1.- Con il primo motivo del ricorso si deduce la violazione e falsa applicazione dell’art. 132 c.p.c., n. 4.

Parte ricorrente fonda tale deduzione invocando promiscuamente e confusamente i parametri normativi processuali di cui dell’art. 360 c.p.c., nn. 3), 4) e 5).

Nella sostanza viene svolta doglianza in quanto il Tribunale avrebbe omesso ogni specifico riferimento alla vicenda narrata dal ricorrente con ciò sostanziando una pretesa (secondo il ricorrente) “motivazione apparente”.

Il motivo è inammissibile per due differenti ragioni.

Il canone della specificità del ricorso per cassazione prescrive la necessità di evitare la promiscua deduzione di vizi eterogenei e di varia natura (ex plurimis: Cass. civ., Sez. Prima, Sent. 23 settembre 2011, n. 19443 e, da ultimo, Ord. 23 ottobre 2018, n. 26874).

In ogni caso la motivazione del provvedimento gravato non è affatto apparente e risulta pienamente svolto l’esame delle questioni, in fatto, alla cui stregua non è stata riconosciuta la richiesta protezione.

Il motivo è, pertanto, inammissibile.

2.- Con il secondo motivo del ricorso si prospetta la violazione e falsa applicaiione dell’art. 132 c.p.c., n. 4.

Parte ricorrente fonda tale deduzione invocando promiscuamente e confusamente i parametri normativi processuali di cui dell’art. 360 c.p.c., nn. 3), 4) e 5).

Nella sostanza viene svolta doglianza in quanto il Tribunale avrebbe omesso ogni specifico riferimento alla vicenda narrata dal ricorrente con ciò sostanziando una pretesa (secondo il ricorrente) “motivazione apparente”.

Il motivo non può ritenersi ammissibile, stante la sua formulazione con riferimento promiscuo a vizi di natura eterogena.

Al riguardo non può che richiamarsi quanto già innanzi affermato sub 1.

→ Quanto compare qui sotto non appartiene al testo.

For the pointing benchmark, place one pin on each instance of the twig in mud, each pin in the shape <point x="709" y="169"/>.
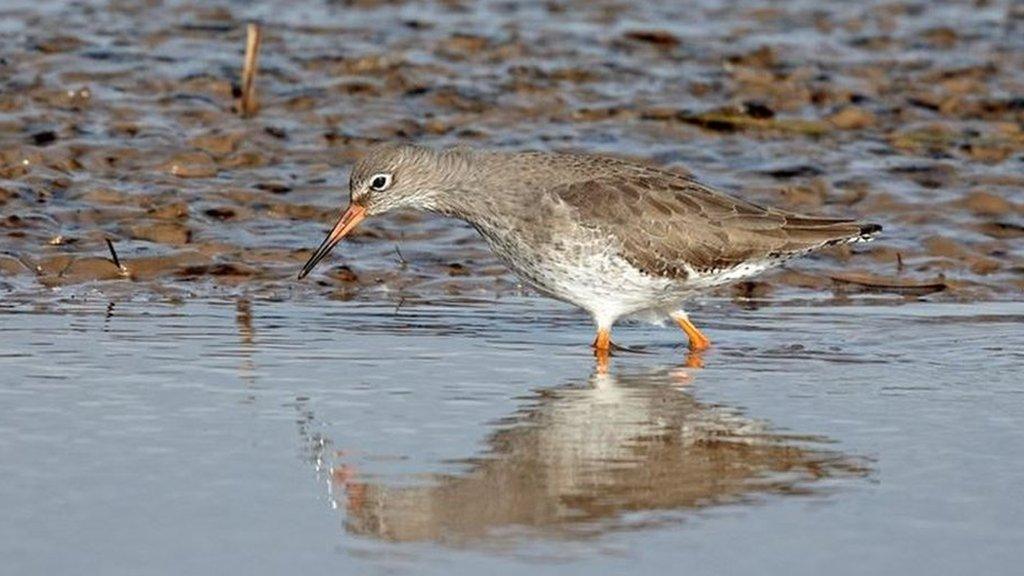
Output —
<point x="249" y="106"/>
<point x="114" y="256"/>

In ogni caso il motivo non si confronta (ed anzi elude) le risultanze del fatto, invero esaminato, relativo alle condizioni ed alla credibilità del richiedente protezione.

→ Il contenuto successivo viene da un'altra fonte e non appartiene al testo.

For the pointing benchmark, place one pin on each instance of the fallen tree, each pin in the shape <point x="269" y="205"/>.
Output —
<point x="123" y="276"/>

In proposito il provvedimento gravato giunge motivatamente alla conclusione che le dichiarazioni del ricorrente “laddove credibili, restano confinate nei limiti di una vicenda di vita privata” e che “emerge l’insussistenza di una grave violazione dei diritti umani”.

Il motivo è, pertanto, inammissibile.

3.- Il ricorso va dichiarato inammissibile nel suo complesso.

4.- Nulla va statuito quanto alle spese del giudizio poichè l’atto denominato di “mera costituzione” e depositato dalla parte intimata non riveste i requisiti formali del rituale controricorso e, quindi, essendo inidoneo come tale, è inammissibile.

5.- Sussistono i presupposti per il versamento, da parte del ricorrente, dell’ulteriore importo a titolo di contributo unificato pari a quello previsto per il ricorso principale, a norma del D.P.R. n. 115 del 2002, art. 13, comma 1 bis, se dovuto, non risultando il ricorrente ammesso in via definitiva al beneficio del gratuito patrocinio a spese dello Stato.

PQM

La Corte:

dichiara il ricorso inammissibile.

Ai sensi del D.P.R. n. 115 del 2002, art. 13, comma 1 quater, si dà atto della sussistenza dei presupposti per il versamento, da parte del ricorrente, dell’ulteriore importo a titolo di contributo unificato pari a quello previsto per il ricorso principale, a norma dello stesso art. 13, comma 1 bis, se dovuto.

Così deciso in Roma, nella Camera di consiglio della Sezione Seconda Civile della Corte Suprema di Cassazione, il 3 luglio 2020.